My last post, Persistence is a Solved Problem, got some mixed responses. This post is a bit overdue, as Jeff Iacono asked me to elaborate on the previous post almost a month ago:
@jeffreyiacono I’ll see what I can do. It’ll probably end up being a separate post if/when I get the time to write it :)
– Ernie Miller (@erniemiller) July 19, 2012
Anyway, better late than never, right? Here goes. Bear with me, this post is going to be heavy on philosophy and light on code.
The previous post’s title was more than a little hyperbolic. With that out of the way…
Why is “Persistence is a Solved Problem” a useful viewpoint to hold?
Imagine that you’re writing a new, non-trivial application. You haven’t written a line of code, yet. You’re just thinking through how the application might be structured, essentially modeling the domain of the application in your head. When an application is in this stage, you start out with tremendous flexibility in how you can choose to think about the problem you’re addressing.
Now, your thought process is going to fall somewhere on a continuum between “mental database schema” and “there is no spoon.”
I’ve found that my tendencies naturally lie toward the blue-shaded area of this continuum. The result is that I voluntarily and artificially constrain my thought process to the concepts easily described in terms of my chosen persistence layer. This, of course, means that I’m already deciding on implementation details (which persistence layer will I use as scaffolding for my thought process) before I’ve written a line of code, which narrows my thinking considerably.
Based on my review of many applications, especially Rails applications, I don’t believe I’m alone in this tendency.
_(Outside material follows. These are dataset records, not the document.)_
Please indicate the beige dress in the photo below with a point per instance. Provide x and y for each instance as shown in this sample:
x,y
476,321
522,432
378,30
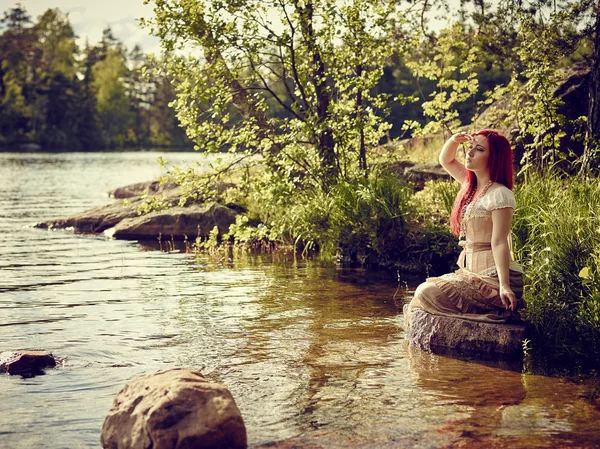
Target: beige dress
x,y
472,292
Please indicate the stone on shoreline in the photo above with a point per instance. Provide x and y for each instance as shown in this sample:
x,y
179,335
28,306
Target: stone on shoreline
x,y
442,334
26,363
178,222
193,220
138,189
94,220
173,409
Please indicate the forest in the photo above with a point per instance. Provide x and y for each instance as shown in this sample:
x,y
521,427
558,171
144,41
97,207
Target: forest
x,y
58,96
313,103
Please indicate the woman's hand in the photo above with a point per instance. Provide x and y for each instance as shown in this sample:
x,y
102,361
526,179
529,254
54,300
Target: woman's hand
x,y
508,298
461,137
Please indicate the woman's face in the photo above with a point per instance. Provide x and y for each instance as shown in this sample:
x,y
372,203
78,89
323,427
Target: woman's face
x,y
478,154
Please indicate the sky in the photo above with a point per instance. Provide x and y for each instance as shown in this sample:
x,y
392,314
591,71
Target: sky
x,y
90,17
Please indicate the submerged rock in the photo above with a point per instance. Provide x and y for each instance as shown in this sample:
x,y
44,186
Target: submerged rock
x,y
123,220
96,219
442,334
26,363
138,189
173,409
190,221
My taking the (admittedly extreme) view that persistence is a solved problem is an attempt to push that decision forward to some future point, removing friction while thinking about how best to model the domain.
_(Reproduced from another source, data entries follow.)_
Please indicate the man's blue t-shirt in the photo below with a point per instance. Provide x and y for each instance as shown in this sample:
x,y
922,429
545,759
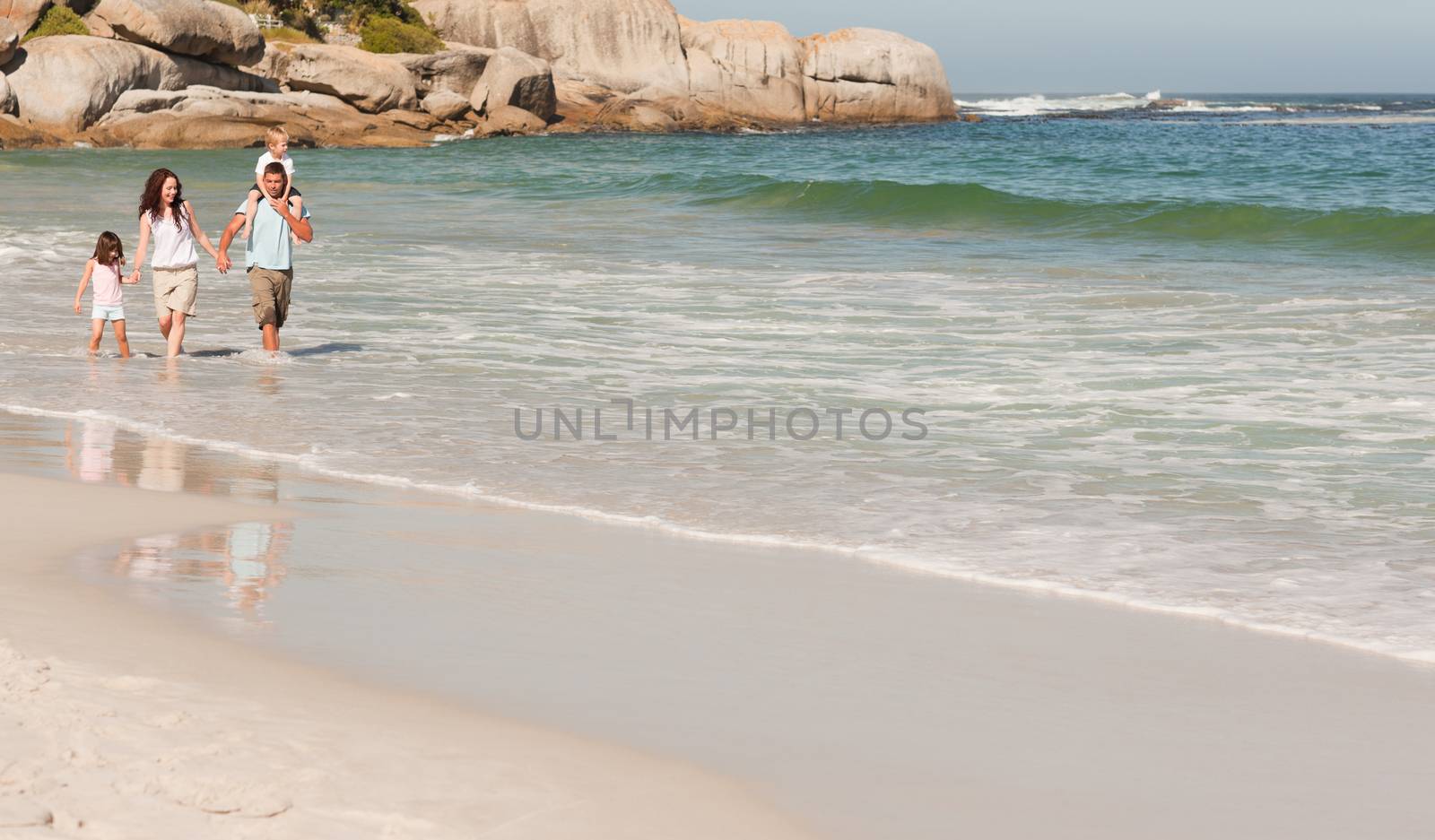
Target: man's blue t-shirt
x,y
269,246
Why do we (as Rails developers) gravitate toward the “mental database schema” way of thought?
First, because the RDBMS and its associated concepts have been so thoroughly ingrained in us. They’re like a trusty hammer. Until recent history, in fact, if I sat a group of developers down in a room, we’d possibly end up in a debate about which RDBMS we should use for the new application, but certainly not if we’d use one.
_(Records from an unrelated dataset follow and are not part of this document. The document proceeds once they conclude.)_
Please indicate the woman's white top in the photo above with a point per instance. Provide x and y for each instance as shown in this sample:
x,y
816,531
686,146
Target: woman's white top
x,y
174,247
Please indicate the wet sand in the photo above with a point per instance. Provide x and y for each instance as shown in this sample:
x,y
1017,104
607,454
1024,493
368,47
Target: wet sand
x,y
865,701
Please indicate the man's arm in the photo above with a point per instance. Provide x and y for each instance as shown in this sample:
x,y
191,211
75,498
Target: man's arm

Second, because of the Active Record pattern (particularly ActiveRecord, as implemented in Rails), which presents a ridiculously low barrier to entry. I love ActiveRecord for lots of reasons, and a large portion of my open source work relates to ActiveRecord. It makes basic CRUD operations almost effortless. But let’s remember that the Active Record pattern existed before Rails was a sparkle in DHH’s eye, and Martin Fowler, who named the pattern, had this to say, in 2002, in Patterns of Enterprise Application Architecture (emphasis mine):
Active Record is a good choice for domain logic that isn’t too complex, such as creates, reads, updates, and deletes. Derivations and validations based on a single record work well in this structure. […] Their primary problem is that they work well only if the Active Record objects correspond directly to the database tables: an isomorphic schema. […] Another argument against Active Record is the fact that it couples the object design to the database design. This makes it more difficult to refactor either design as the project goes forward.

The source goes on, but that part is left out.